Der Nahe Osten bietet Chancen für aus Reifen gewonnene Kraftstoffe, da die Zementherstellung in Ländern wie Saudi-Arabien, den Vereinigten Arabischen Emiraten, Ägypten und der Türkei eine wichtige Industrieaktivität darstellt. Aus Reifen gewonnener Kraftstoff kann herkömmliche fossile Brennstoffe in industriellen Hochtemperaturprozessen ergänzen und so einen Weg zur Energierückgewinnung schaffen. Recycelter Gummi kann auch in Bauprodukten und Infrastrukturanwendungen verarbeitet werden. Afrika bietet zusätzliche Chancen durch die zunehmende Urbanisierung und den Ausbau organisierter Abfallmanagementsysteme. Allerdings sind die Sammelnetze in einigen Märkten nach wie vor weniger entwickelt, sodass eine zuverlässige Rohstoffaggregation eine entscheidende Investitionspriorität darstellt. Regionale Recyclingunternehmen können die Marktdurchdringung durch Sammelpartnerschaften mit Reifenhändlern, Kfz-Werkstätten, Flottenbetreibern und Kommunen verbessern. Die Entwicklung formeller Sammelsysteme steht daher in direktem Zusammenhang mit der Expansion des Reifenrecyclingmarkts im Nahen Osten und in Afrika.
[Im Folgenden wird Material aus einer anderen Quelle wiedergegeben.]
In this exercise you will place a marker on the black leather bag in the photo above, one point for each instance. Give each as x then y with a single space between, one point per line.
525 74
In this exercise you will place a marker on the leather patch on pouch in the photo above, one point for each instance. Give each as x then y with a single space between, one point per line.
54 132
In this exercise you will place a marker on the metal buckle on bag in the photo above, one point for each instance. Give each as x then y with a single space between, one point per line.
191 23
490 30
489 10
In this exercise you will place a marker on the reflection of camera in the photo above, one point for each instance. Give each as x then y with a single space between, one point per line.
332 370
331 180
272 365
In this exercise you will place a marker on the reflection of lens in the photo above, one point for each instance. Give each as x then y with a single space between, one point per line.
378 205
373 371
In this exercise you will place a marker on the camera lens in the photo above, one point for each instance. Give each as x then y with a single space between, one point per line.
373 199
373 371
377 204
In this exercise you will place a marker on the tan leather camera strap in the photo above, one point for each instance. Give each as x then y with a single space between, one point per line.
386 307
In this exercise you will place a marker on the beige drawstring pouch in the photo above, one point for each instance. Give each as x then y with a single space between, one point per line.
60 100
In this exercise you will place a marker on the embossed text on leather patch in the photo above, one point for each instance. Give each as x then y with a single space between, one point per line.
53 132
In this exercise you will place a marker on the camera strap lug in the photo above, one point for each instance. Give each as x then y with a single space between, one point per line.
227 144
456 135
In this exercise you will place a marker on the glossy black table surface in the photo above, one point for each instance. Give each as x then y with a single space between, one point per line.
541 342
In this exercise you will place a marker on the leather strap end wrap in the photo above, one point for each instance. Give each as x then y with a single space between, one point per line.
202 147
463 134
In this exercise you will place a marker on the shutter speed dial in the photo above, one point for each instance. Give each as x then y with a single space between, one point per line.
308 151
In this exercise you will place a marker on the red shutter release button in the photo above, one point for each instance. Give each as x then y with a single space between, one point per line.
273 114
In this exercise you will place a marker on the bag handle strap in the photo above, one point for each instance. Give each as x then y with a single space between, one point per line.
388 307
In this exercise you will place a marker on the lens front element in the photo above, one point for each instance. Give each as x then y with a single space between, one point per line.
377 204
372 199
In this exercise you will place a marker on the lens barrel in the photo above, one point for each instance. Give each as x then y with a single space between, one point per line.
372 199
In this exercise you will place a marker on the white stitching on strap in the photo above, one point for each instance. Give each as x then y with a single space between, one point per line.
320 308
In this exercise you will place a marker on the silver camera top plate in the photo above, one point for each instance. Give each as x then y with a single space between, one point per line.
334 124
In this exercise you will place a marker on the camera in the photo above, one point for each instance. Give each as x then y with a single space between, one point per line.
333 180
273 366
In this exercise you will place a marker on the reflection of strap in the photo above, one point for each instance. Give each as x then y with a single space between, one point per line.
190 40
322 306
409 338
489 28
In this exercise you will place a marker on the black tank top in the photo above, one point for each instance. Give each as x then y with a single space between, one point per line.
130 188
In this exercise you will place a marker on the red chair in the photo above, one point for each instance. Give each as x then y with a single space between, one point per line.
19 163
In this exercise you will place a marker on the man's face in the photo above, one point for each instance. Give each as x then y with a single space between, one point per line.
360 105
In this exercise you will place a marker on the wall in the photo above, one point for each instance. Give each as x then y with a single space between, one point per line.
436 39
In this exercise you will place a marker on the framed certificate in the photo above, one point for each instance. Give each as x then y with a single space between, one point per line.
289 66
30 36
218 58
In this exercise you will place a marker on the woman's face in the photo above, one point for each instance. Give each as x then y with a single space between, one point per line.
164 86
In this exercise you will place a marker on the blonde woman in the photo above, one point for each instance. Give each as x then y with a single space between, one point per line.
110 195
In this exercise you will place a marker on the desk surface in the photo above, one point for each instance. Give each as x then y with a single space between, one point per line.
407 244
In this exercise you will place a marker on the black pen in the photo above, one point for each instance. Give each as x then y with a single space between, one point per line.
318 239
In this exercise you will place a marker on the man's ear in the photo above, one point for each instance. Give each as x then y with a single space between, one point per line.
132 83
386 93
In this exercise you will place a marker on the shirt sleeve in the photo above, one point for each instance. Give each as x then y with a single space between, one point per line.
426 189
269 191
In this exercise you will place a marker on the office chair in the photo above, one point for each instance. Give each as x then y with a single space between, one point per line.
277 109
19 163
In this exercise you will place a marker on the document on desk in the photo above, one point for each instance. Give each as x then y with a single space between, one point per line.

Auch der regionale Markt bewegt sich in Richtung stärkerer Kreislaufwirtschaft und industrieller Spezialisierung. Die großen Zement- und Bausektoren im Nahen Osten bieten potenzielle Käufer für aus Reifen gewonnene Kraftstoffe und recycelte Gummiprodukte, während die Infrastrukturentwicklung in Afrika Möglichkeiten für aus Reifen gewonnene Zuschlagstoffe und gummierte Baumaterialien schafft. Südafrika hat Reifenmanagement-Initiativen ins Leben gerufen, um die Verwertung von Altreifen zu steigern, während die Golfstaaten bei industriellen Entwicklungsprogrammen zunehmend Wert auf Nachhaltigkeit legen. Große Bergbaubetriebe in Afrika produzieren auch erhebliche Mengen an Geländereifen und schaffen so eine spezielle Recyclingmöglichkeit, ähnlich dem australischen Markt für Bergbaureifen. Mit der Stärkung der Sammelinfrastruktur, der Umweltvorschriften und der industriellen Nachfrage kann sich die Region von einem entsorgungsorientierten Markt zu einer stärker integrierten Kreislaufwirtschaft entwickeln. Diese Faktoren werden weiterhin die regionale Expansion des Reifenrecyclingmarktes prägen.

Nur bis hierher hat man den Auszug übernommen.